Properly storing study data is essential for protecting confidentiality. The Board will need to know how you plan to house the data and how it will be organized. As the sensitivity of the data increases, so does the researcher’s responsibility for developing an adequate storage plan.
The benefits of using digital resources to collect, process, and store data are enormous. However, it is important that you are aware of the tools required to adequately protect data stored on a hard drive, the internet, or any other digital storage device. If you are collecting social security numbers and names, for example, and your computer is lost, stolen, or hacked, the results could be devastating for your participants. UVa’s IT Services Office requires that all University employees and students follow their Institutional Data Protection Standards; in addition, you may be required to follow their Policy on Electronic Storage of Highly Sensitive Data. The IRB-SBS expects your data storage policies to be in compliance with UVa’s information technology policies and with any other IT protocol that is considered best practice. For an additional resource, please see UVA Library's Data Management website.
If the materials you are collecting are not stored on digital devices, you are still required to handle these materials in a secure manner.
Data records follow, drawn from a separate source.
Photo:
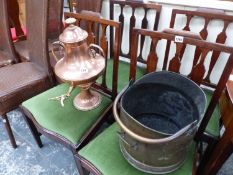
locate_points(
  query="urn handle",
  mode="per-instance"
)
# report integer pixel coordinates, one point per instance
(92, 51)
(56, 43)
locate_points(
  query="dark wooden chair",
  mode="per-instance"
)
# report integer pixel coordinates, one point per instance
(13, 10)
(54, 27)
(207, 15)
(221, 151)
(134, 5)
(79, 5)
(21, 81)
(67, 125)
(7, 52)
(97, 160)
(212, 133)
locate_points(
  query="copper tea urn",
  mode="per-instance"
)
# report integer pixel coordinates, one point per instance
(81, 65)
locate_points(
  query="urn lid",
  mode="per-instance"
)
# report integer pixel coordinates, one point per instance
(72, 33)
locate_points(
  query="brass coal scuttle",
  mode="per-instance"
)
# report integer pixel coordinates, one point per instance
(80, 66)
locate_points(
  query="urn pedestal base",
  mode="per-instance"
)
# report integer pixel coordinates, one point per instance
(87, 100)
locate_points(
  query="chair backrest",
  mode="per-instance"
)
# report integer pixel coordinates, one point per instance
(198, 71)
(14, 12)
(207, 15)
(134, 5)
(55, 24)
(104, 24)
(37, 33)
(6, 44)
(89, 5)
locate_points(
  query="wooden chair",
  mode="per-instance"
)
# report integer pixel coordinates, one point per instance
(207, 15)
(54, 27)
(7, 52)
(212, 133)
(13, 10)
(134, 5)
(67, 125)
(79, 5)
(21, 81)
(221, 151)
(109, 160)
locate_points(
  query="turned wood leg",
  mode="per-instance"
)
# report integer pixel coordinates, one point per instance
(34, 131)
(81, 170)
(9, 131)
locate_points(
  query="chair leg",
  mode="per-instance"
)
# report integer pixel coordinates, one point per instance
(9, 131)
(81, 170)
(34, 131)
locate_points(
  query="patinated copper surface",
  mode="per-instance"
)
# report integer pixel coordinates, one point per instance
(81, 65)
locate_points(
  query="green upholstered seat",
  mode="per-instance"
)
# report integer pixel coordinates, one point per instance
(123, 74)
(213, 125)
(104, 153)
(66, 121)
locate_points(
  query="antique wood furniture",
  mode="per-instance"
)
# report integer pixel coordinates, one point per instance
(134, 5)
(54, 27)
(21, 81)
(79, 5)
(218, 154)
(67, 125)
(97, 160)
(13, 10)
(7, 52)
(207, 15)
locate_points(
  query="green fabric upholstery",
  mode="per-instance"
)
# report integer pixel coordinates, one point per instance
(213, 125)
(66, 121)
(104, 153)
(123, 74)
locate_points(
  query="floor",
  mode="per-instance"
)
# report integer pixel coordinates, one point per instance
(52, 159)
(28, 159)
Items such as research journals, paper surveys, writing samples, and other materials collected for research purposed need to be stored so that access is restricted to only those who have permission to access the materials.
In addition, the Board needs to understand who will have access to the data, regardless of how it is stored. Generally the Board requires that only the individuals listed on the protocol as part of the research team have access to the data.
It is essential that you keep your research records and data organized, not only for the purpose of making the research process more efficient, but also for documenting that you followed your protocol. When you store your data, make sure that you store consent forms so that you can document that all of your participants were properly consented. For more information, see Record Keeping.
How you store a participant’s identifying information in relation to their data is also an important consideration. If the data are anonymous (either collected anonymously or if you received data stripped of identifiers), you shouldn’t have identifying information to store, nor should you have the ability to reconnect data with identifiers. If it is necessary to keep identifiers connected to the data, it may be advisable to code the data and store the identifiers in a different location. In general, you will need to demonstrate that you have a data storage plan that meets the needs of the type of data you will collect.